On the evening of our wedding neither my new bride nor I was allowed to sit down and eat, though
everyone all around us was shoveling it in shamelessly—supposedly in our honor. Decorum demanded
that Sylvie and I go around shaking hands and smiling and exchanging quips—or at very least listening to
them—instead of partaking in the extraordinary repast the highly creative, always somewhat unpredictable
but undeniably great chef had produced (supposedly in our honor). I had passed by the huge display of
cold dishes many times, admiring each tantalizing offering with the eye of the famished, but had only
managed to pop in two shrimp quickly during those brief few seconds when nobody was hauling me off
here or yanking me around there, to nod and smile and just generally pretend to be everything I normally,
naturally, am not.

There was a lovely looking rice sort of thing—really just the bed upon which the crab claws and craw-dads
lay resplendently sprawled—which I knew to be absolutely delicious, and which I knew my wife enjoyed for
its elegant simplicity. So, when the warm dishes had come out and everyone was fighting their way in
toward the lovely little mignon with truffle sauce, I slipped quietly into the kitchen where the always
somewhat unpredictable chef was bending over something that looked like a very large, goofy-eyed
salmon made of aspic. I waited for him to complete what he was doing and to stand back and admire it for a
bit before I cleared my throat. He spun around and glared at the unexpected, uninvited, unwelcome
intruder, the groom, me. I smiled.

Up until that point, I had known this man to be one of the most incredible chefs whose work I had ever had
the great good pleasure to continually be astounded by. I also knew him as the man who called from
France on July 13th to tell the owner that he would not be available to complete the preparations for our
little (sold out well in advance) Bastille Day celebration.

“Do you have any more of that rice?” I asked.
“You want rice?” he boomed.
“Well, if you have it, yes,” I said meekly. “I’ve always enjoyed that rice…and Sylvie loves it.”

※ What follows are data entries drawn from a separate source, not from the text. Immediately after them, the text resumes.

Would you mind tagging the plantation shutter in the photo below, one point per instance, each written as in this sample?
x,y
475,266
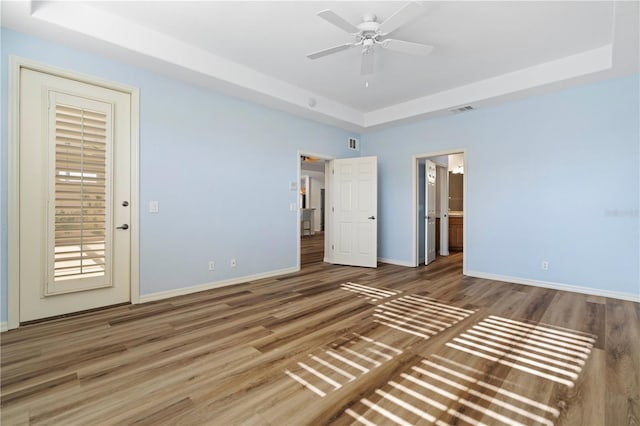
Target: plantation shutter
x,y
80,194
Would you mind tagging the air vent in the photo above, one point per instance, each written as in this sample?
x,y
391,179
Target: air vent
x,y
461,109
354,144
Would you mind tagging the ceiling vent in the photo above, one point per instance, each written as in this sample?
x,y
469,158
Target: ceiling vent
x,y
354,144
461,109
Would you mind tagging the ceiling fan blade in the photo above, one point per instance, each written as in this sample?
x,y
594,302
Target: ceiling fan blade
x,y
368,61
331,17
409,47
329,51
405,14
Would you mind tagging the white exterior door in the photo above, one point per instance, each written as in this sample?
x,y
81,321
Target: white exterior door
x,y
354,211
430,200
74,152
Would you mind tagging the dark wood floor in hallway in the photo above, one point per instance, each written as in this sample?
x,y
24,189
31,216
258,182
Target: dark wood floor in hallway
x,y
334,345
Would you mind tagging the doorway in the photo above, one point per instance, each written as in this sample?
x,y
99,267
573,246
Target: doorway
x,y
312,189
73,227
447,235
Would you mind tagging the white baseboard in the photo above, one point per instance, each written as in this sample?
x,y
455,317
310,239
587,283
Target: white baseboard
x,y
557,286
396,262
208,286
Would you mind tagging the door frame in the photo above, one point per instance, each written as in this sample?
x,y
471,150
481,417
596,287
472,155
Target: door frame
x,y
414,201
327,185
16,64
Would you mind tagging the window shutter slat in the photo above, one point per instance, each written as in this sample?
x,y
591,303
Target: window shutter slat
x,y
80,187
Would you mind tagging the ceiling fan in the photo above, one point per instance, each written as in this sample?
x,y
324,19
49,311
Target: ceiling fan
x,y
370,33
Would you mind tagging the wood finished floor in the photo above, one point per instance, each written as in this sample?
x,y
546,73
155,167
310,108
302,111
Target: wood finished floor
x,y
336,345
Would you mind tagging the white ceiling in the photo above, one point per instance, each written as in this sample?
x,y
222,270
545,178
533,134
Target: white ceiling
x,y
484,52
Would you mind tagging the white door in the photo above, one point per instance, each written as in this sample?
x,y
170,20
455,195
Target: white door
x,y
430,218
355,210
74,192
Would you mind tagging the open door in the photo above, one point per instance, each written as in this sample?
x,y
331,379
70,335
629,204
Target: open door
x,y
355,211
430,218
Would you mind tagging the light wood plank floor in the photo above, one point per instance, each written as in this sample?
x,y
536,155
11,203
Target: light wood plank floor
x,y
337,345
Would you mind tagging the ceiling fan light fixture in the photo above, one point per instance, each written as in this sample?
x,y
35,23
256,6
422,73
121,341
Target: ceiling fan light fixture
x,y
370,32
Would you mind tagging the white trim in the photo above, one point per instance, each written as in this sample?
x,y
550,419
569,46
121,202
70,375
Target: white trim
x,y
13,181
13,194
556,286
396,262
134,279
414,191
208,286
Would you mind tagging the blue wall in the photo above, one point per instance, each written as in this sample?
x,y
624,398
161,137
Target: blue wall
x,y
219,167
552,177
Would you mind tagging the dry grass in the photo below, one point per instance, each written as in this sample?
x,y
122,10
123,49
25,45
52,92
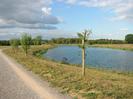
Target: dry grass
x,y
97,84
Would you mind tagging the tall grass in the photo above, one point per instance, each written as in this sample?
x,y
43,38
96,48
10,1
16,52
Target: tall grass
x,y
96,84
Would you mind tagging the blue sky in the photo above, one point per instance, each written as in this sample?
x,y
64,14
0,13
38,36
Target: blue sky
x,y
108,19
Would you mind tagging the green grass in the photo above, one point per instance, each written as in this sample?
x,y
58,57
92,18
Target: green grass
x,y
115,46
97,84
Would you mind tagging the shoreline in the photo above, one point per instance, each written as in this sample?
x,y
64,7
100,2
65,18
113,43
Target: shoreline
x,y
96,83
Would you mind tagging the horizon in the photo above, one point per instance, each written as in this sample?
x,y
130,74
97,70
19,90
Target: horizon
x,y
108,19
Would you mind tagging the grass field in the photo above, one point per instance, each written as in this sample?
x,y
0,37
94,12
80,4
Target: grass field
x,y
97,84
116,46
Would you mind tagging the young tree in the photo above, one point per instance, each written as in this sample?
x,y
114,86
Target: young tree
x,y
84,37
14,43
25,42
37,40
129,38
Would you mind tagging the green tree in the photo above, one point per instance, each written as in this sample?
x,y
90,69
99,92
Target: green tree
x,y
84,37
37,40
129,38
25,42
14,43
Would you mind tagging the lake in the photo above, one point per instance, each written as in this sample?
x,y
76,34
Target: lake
x,y
95,57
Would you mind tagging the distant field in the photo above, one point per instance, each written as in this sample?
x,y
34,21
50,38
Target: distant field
x,y
1,47
116,46
97,84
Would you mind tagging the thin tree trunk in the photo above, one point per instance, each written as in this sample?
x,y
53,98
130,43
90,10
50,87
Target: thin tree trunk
x,y
83,58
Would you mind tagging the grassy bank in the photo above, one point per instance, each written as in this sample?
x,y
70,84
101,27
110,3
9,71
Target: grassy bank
x,y
97,84
116,46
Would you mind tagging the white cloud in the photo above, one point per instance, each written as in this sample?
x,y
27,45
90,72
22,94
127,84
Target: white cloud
x,y
27,14
122,9
47,11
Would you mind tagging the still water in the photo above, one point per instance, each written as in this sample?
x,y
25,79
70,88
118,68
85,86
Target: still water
x,y
95,57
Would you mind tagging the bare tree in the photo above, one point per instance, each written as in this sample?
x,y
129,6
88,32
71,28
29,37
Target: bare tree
x,y
84,37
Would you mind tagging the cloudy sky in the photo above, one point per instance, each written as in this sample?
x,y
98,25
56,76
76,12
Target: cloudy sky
x,y
111,19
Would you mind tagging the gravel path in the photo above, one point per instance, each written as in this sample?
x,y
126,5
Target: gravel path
x,y
17,83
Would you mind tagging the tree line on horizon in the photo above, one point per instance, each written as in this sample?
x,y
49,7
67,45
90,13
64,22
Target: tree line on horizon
x,y
36,41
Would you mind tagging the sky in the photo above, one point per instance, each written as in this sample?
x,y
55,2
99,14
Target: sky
x,y
108,19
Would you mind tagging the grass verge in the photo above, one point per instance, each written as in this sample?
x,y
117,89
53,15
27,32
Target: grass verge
x,y
115,46
97,84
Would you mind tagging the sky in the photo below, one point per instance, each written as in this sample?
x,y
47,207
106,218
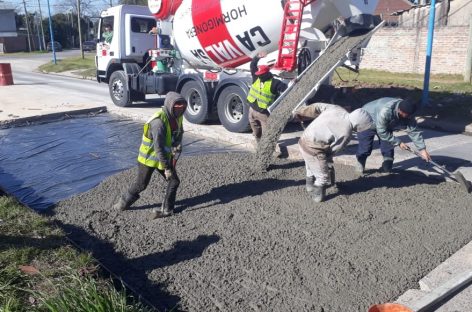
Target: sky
x,y
57,6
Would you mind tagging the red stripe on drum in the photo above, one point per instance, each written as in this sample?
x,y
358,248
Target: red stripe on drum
x,y
213,35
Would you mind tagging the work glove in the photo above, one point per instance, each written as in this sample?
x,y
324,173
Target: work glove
x,y
168,174
177,149
404,147
425,155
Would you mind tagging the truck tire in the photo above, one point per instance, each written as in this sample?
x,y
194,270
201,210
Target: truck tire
x,y
233,110
197,109
119,91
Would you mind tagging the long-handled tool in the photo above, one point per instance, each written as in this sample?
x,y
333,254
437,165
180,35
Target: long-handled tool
x,y
175,157
457,176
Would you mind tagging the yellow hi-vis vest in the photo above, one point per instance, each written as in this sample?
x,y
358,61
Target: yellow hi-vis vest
x,y
147,155
260,92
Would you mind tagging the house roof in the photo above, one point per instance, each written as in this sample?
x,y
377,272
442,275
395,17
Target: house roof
x,y
387,7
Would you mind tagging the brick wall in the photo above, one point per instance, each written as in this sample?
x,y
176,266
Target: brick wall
x,y
404,50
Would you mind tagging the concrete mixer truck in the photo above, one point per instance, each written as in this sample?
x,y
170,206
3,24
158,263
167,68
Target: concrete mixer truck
x,y
201,48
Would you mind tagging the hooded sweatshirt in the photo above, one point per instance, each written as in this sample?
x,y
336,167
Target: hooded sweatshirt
x,y
384,112
157,128
332,128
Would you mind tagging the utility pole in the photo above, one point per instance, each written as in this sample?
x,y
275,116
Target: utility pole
x,y
41,23
80,31
27,26
429,53
51,33
468,63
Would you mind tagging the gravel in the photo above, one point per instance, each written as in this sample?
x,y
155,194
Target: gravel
x,y
246,241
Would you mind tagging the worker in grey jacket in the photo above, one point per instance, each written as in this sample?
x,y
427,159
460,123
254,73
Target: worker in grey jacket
x,y
388,114
327,134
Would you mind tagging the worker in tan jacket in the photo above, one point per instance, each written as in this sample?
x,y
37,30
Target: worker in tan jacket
x,y
327,134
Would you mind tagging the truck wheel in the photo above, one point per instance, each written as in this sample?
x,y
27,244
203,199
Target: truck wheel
x,y
119,91
233,110
197,99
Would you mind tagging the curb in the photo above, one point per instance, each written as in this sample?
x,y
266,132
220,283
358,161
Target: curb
x,y
447,126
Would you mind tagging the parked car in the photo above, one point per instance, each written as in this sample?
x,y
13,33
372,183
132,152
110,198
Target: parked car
x,y
89,46
57,46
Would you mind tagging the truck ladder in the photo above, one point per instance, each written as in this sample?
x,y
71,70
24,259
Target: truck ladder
x,y
288,43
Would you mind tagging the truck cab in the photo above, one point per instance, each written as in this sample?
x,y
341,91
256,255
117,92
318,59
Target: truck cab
x,y
123,37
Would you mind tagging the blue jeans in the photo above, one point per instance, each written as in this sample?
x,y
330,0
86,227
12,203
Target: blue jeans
x,y
366,143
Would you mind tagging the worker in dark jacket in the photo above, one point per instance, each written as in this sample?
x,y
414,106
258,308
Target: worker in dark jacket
x,y
388,114
161,142
264,90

Without further exchange of any sort the always somewhat unpredictable chef took a plate down from a
shelf, strode quickly over to a corner of the kitchen that was full of large covered pots and selected one.
Tossing the cover aside, he returned and in one wide overhand motion turned the entire pot upside down
onto the plate.

When he lifted it, rice spilled all over the counter top, leaving a pile about 9 inches deep covering that plate
entirely. That beautiful rice was scattered for two feet in every direction. He then took the empty pan and,
using the same overhand technique, flung it across the kitchen in the general direction of the stainless
steel sinks—where the dishwasher (after years of working with this great artiste) was quick enough to
dodge it—before it clattered into the growing stacks of Madame’s lovely precious, irreplaceable ancient
Gien china.

He turned to me with fury in his eyes. “You want anything else?”
“No,” I said.
“You sure? Chicken? Lamb? Beef?” He glared at me.
“No. Thank you,” I said somewhat stunned.

I found a small bowl and I spooned some of the rice into it, and was about to pick it up and leave the
kitchen when he stepped over and blocked my path. He stood six inches from my face and said quietly,
“Rice is all you are wanting?”
“Yes. Thanks,” I said.
He moved in closer still, looked me in the eye and snarled, “I’m not afraid of you.”
I took a breath for the first time since entering that kitchen. Finally something I could understand!

I snorted. I looked him unflinchingly right in the goddamned ice cold eye.
“I’m not afraid of you either,” I said good-naturedly.
Then I picked up my bowl of rice and left the kitchen.

I was delighted to find my wonderful new wife sequestered in the back, in a booth, far away from the
madding crowd, talking with some childhood friends of hers who had come from France for the occasion.
“Where have you been?” asked my lovely bride quietly.
“Riding the roller coaster to Hell,” I said.
My wife, who even then understood my every thought, explained to her friends, in French, that I had just
been in the kitchen with the always somewhat unpredictable chef.
“Oh,” they nodded knowingly. “He is quite good; no?”
THIS is the Chef who is now teaching me to make Pizza.